Beide gedragingen zouden zijn gepleegd in de context van een structurele administratieve manipulatie met fiscaal nadeel.
Standpunt van het Openbaar Ministerie
Het Openbaar Ministerie acht de ten laste gelegde feiten wettig en overtuigend bewezen. In het kader van een procesafspraak met de verdediging vordert het OM een taakstraf van 120 uren. De officier van justitie benadrukt dat er geen onderzoekswensen zijn ingediend en dat geen verweren worden gevoerd. De gemaakte afspraken zijn vastgelegd en voorafgaand aan de zitting aan de rechtbank toegezonden.

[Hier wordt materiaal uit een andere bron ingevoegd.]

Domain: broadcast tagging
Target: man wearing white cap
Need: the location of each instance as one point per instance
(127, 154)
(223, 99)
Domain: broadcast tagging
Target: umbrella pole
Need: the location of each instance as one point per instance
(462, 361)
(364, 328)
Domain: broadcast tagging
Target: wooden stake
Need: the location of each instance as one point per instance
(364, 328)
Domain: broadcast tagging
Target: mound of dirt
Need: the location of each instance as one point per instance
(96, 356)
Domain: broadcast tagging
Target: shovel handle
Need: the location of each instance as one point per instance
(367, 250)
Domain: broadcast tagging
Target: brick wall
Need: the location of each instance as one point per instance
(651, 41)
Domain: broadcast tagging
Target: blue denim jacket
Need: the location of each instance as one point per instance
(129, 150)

Standpunt van de verdediging
De verdediging, vertegenwoordigd door mr. T.S. Finken, refereert zich aan het oordeel van de rechtbank. Zij stelt dat de verdachte bewust en weloverwogen heeft ingestemd met de procesafspraken, inclusief de voorgestelde strafmaat. In lijn met deze afspraken worden geen inhoudelijke verweren gevoerd.
Oordeel van de rechtbank
De rechtbank stelt vast dat sprake is van feitelijk leidinggeven aan belastingfraude. Uit het dossier blijkt dat de kassa-administratie opzettelijk wordt gemanipuleerd met afroomsoftware. Hierdoor ontstaat een aanzienlijk verschil tussen de werkelijke en opgegeven omzet. De verdachte heeft, samen met zijn medevennoot, volledige controle over de kassa-instellingen, de boekhouding en de belastingaangiften. Hoewel niet is vastgesteld wie van beiden de software direct toepast, moet de verdachte wetenschap hebben gehad van de manipulaties en accepteert hij kennelijk de voordelen die daaruit voortvloeien.

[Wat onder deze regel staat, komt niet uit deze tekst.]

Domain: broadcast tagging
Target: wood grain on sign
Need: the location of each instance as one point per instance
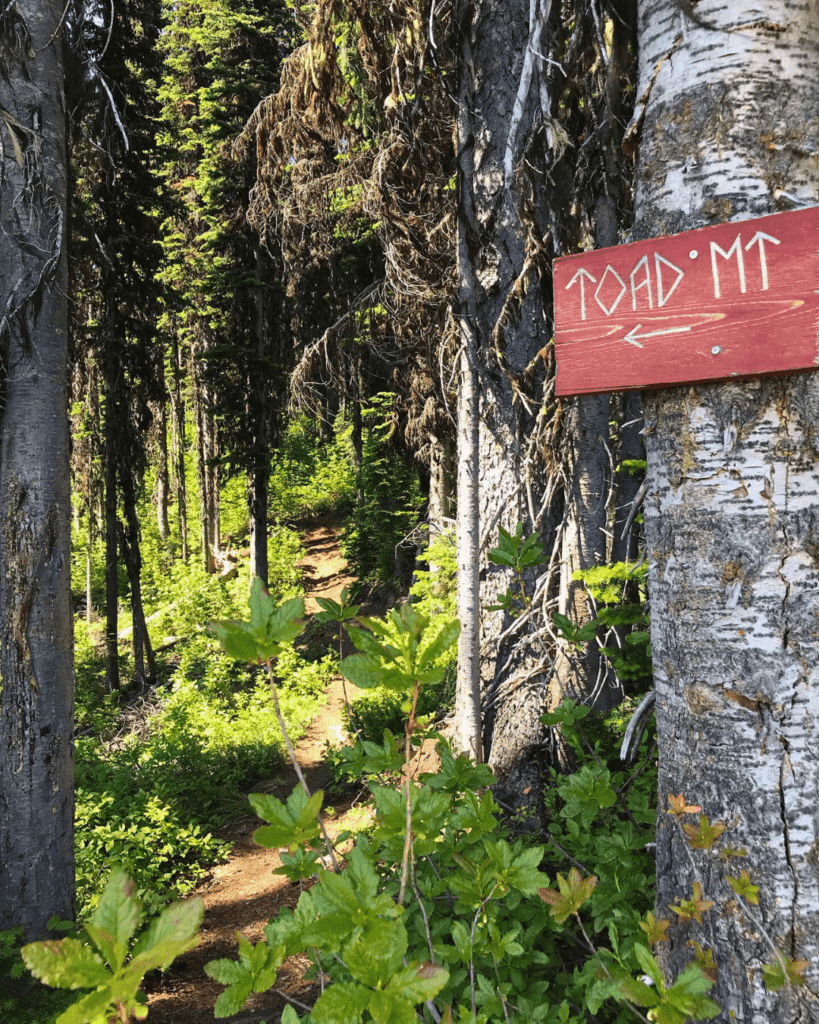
(739, 299)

Voorts is vastgesteld dat de administratie onvolledig wordt bijgehouden, waardoor controle achteraf onmogelijk is. Dit betreft onder meer het verwijderen van kassabonnen, contante transacties en omzetgegevens uit het systeem CermePos. De rechtbank acht bewezen dat de verdachte hierin opzettelijk en samen met de medeverdachte feitelijk leiding geeft.
Bewezenverklaring
De rechtbank acht wettig en overtuigend bewezen dat de verdachte, samen met een ander:
Vervalste gegevens aan de Belastingdienst ter beschikking stelt, met als doel te weinig belasting te laten heffen.

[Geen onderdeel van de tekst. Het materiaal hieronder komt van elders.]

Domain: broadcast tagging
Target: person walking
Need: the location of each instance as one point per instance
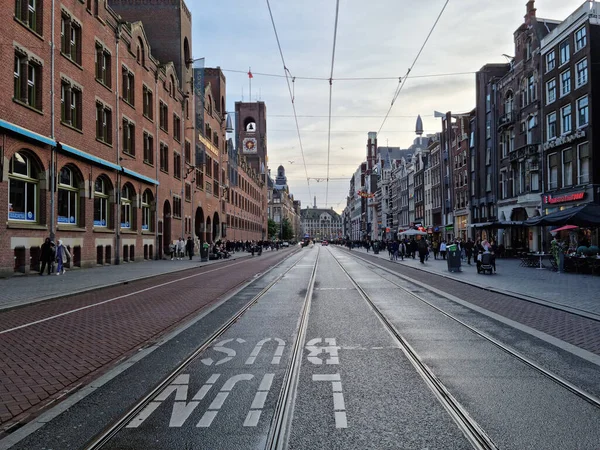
(62, 257)
(443, 249)
(47, 256)
(189, 246)
(180, 249)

Opzettelijk administratieve gegevens niet bewaart, met hetzelfde fiscale doel.
De bewezenverklaarde feiten zijn meermaals gepleegd en zijn strafbaar op grond van de Algemene wet inzake rijksbelastingen, in combinatie met feitelijk leidinggeven als bedoeld in artikel 51 Wetboek van Strafrecht.
Strafoplegging
De rechtbank rekent het de verdachte zwaar aan dat hij bewust heeft bijgedragen aan het frustreren van het belastingheffingssysteem. De feiten zijn gepleegd over een aanzienlijke periode en zijn ingegeven door eigen financieel gewin.
Toch houdt de rechtbank in strafmatigende zin rekening met enkele omstandigheden:
De verdachte is niet eerder veroordeeld voor soortgelijke feiten.
De redelijke termijn als bedoeld in artikel 6 EVRM is overschreden: tussen het eerste verhoor op 19 augustus 2021 en het vonnis is ruim drieënhalf jaar verstreken.
Er zijn vaststellingsovereenkomsten gesloten met de Belastingdienst, waarin de naheffingen en fiscale boetes zijn geregeld.
De verdachte heeft meegewerkt aan procesafspraken, waarin hij afstand doet van verdedigingsrechten en instemt met een taakstraf van 120 uren.
De rechtbank weegt deze omstandigheden mee in haar strafoplegging en acht de overeengekomen straf in de procesafspraak passend. Gezien de ernst van de feiten, doch mede gelet op de overschrijding van de redelijke termijn, wordt geen hogere straf dan de afgesproken taakstraf opgelegd.
Lees hier de volledige uitspraak.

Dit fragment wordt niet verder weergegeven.